The fabrication of high-performance thin-film transistors (TFTs) by solution phase processes is a promising approach to developing commercially viable, low-cost, large-area electronics. Despite intense efforts to develop solution-processed organic semiconducting films, the highest field-effect mobilities (μFETs) for organic TFTs (OTFTs) reported to date are ˜1.0 cm2 V−1 s−1 (p-type, small molecule), 0.21 cm2 V−1 s−1 (n-type, small molecule), ˜0.6 cm2 V−1 s−1 (p-type, polymer), and 0.1 cm2 V−1 V−1 s−1 (n-type, polymer). These values are lower than those of optimized OTFTs fabricated with vapor-deposited or single-crystal organic semiconductors by up to ˜10×. These observations suggest that conventional OTFTs will be useful for low- or medium-performance applications but not for solution-processed high-speed circuits. Consequently, inorganic semiconductors emerge as potential candidates since they can exhibit bulk field effect mobilities in excess of 100 cm2 V−1 s−1.

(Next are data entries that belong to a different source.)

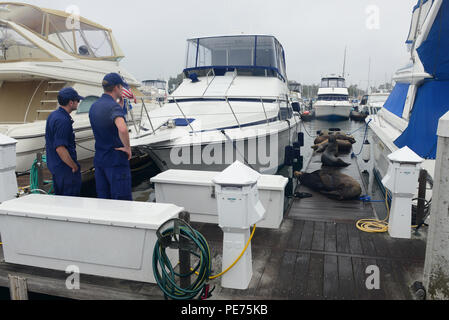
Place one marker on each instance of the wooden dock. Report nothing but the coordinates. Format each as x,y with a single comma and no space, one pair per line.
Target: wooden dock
317,254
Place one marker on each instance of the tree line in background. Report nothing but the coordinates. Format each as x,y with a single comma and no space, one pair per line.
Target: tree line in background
311,91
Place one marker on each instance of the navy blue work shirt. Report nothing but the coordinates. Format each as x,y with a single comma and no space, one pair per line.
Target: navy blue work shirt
102,115
59,133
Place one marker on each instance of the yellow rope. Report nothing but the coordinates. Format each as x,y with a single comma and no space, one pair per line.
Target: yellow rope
373,225
236,261
376,226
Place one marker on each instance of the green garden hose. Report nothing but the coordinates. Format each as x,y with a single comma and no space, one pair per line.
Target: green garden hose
34,178
163,269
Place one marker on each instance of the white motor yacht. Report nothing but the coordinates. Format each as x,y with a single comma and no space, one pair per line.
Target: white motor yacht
232,105
373,103
156,90
333,100
39,55
421,95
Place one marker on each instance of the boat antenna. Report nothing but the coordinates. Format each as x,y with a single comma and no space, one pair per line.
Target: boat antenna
369,76
417,29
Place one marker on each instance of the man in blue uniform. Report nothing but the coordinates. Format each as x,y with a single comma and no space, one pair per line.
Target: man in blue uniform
113,151
61,148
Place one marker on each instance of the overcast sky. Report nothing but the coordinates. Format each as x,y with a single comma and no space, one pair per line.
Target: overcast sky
314,33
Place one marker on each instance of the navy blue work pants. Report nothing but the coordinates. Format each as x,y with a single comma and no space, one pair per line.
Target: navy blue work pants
113,183
66,183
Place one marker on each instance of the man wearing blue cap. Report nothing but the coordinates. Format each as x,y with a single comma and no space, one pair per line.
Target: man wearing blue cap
112,146
61,148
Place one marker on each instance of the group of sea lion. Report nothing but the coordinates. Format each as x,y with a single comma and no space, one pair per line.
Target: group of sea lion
329,180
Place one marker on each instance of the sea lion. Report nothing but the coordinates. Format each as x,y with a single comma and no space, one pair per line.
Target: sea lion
330,156
339,135
331,183
344,146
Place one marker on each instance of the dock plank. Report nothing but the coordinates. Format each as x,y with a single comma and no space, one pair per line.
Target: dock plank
318,253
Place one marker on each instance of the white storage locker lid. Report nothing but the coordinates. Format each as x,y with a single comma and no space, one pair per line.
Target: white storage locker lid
186,177
237,174
140,215
267,182
204,178
6,141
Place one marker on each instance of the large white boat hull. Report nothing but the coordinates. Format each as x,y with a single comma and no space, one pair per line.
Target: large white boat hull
332,111
265,153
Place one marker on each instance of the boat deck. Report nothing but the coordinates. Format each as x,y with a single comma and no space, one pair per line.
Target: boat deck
318,253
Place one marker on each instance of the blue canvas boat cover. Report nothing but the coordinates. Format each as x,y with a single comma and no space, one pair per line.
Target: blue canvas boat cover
434,51
396,101
432,102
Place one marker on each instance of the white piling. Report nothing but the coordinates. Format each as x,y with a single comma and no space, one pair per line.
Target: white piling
436,271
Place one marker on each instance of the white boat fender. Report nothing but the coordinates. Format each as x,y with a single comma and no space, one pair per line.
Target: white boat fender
366,151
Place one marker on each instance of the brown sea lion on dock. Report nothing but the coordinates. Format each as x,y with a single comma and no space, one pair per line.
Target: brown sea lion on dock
331,183
330,155
339,135
344,146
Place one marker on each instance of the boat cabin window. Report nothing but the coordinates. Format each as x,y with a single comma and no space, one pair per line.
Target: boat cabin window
85,41
14,46
252,55
378,98
155,84
295,87
86,104
333,83
364,101
79,38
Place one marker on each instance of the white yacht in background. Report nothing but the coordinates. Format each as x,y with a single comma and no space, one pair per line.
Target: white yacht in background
156,90
421,95
233,104
38,57
333,100
373,103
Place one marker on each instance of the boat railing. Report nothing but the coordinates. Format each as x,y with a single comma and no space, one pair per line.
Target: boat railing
228,99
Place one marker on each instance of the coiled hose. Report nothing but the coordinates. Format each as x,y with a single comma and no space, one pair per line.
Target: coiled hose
163,269
164,272
34,178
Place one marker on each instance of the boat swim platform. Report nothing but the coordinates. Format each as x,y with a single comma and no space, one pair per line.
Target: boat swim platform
317,254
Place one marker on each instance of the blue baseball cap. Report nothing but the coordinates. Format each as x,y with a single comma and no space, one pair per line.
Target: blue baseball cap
114,79
68,94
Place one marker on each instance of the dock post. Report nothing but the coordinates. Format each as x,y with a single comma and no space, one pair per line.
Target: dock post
40,173
436,270
420,212
18,288
184,254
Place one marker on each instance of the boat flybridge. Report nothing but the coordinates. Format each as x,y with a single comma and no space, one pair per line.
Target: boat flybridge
421,96
232,105
333,99
373,103
40,53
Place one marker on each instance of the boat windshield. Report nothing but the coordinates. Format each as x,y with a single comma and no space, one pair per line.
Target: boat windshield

However, inorganic semiconductors are typically intractable in common solvents so that soluble precursors must be employed, then converted to the active semiconducting films. This approach typically requires noxious solvents and high annealing temperatures (>500° C.) to achieve sufficient film crystallinity and texturing (for crystalline semiconductors) for acceptable charge transport properties. High annealing temperatures are incompatible with inexpensive plastic substrates. Furthermore, when bottom-gate transistors are fabricated, the gate insulator must be sufficiently robust to survive the processing conditions and thin enough to ensure low operating voltages. Thus, these requirements significantly limit the temperatures at which the semiconductor films can be annealed and/or the choice of materials for the gate dielectric. For example, ultra-thin inorganic films deposited from solution are invariably leaky and morphologically very rough. Meanwhile, many known polymeric dielectric materials are not sufficiently stable, whether thermally and/or mechanically, to withstand high annealing temperatures and aggressive aqueous solutions. Furthermore, and not obvious a priori, the dielectric surface must nucleate inorganic semiconductor film growth from solution when bottom-gate TFTs are fabricated. As such, to date, TFTs have not been fabricated using both a solution-processed inorganic semiconductor and a solution-processed gate dielectric.
Recently, several metal oxides have emerged as promising semiconductors for low-temperature processed TFTs. These include indium oxide (In2O3), zinc oxide (ZnO), tin dioxide (SnO2), indium-gallium oxides (IGO), amorphous zinc-tin oxides (a-ZTO), amorphous indium-zinc oxides (a-IZO), amorphous indium-gallium-zinc oxides (a-IGZO), and amorphous cadmium-indium-antimony oxides. Polycrystalline oxides like ZnO have columnar grain structures even when deposited at room temperature. Their films inevitably suffer from problems associated with large densities of grain boundaries, including instability to air due to O2/H2O/CO2 chemisorption and film surface roughness due to facet formation.
Amorphous metal oxide films generally exhibit more uniform microstructures and smoother surfaces than crystalline oxides, which in turn yield better adhesion to the substrate. However, these films are usually deposited from the vapor phase, using methods such as sputtering and pulsed-laser deposition. Combinatorial approaches have been utilized to find high-mobility and low carrier doping compositions useful for TFT applications. For example, amorphous metal oxides including In—Ga—Zn—O, In—Zn—O, Zn—Sn—O, and In—Sn—O have been investigated for TFT applications. However, in these studies, the different vapor pressures of the individual element precursors often lead to difficulties in tuning the optimum film composition and, importantly, reproducibility problems. In addition, low-pressure deposition processes are expensive to scale for large areas and high throughput. Meanwhile, previous metal-oxide-based TFTs fabricated by solution deposition generally exhibit poor performance, in particular low field-effect mobilities, low Ion:Ioff ratios and large operating voltages, any of which tend to preclude most practical applications.
Accordingly, there is a need in the art for new formulations for processing inorganic semiconductor materials in solution and associated methods for fabricating inorganic (e.g., metal oxide and chalcogenides) TFTs by semiconductor solution deposition techniques. In addition, the need to develop high-performance TFTs from solution and annealed at temperature <500 C as well as to further explore organic dielectric compatibility with solution-processed high-μFETs inorganic semiconductors remains an ongoing concern in the art.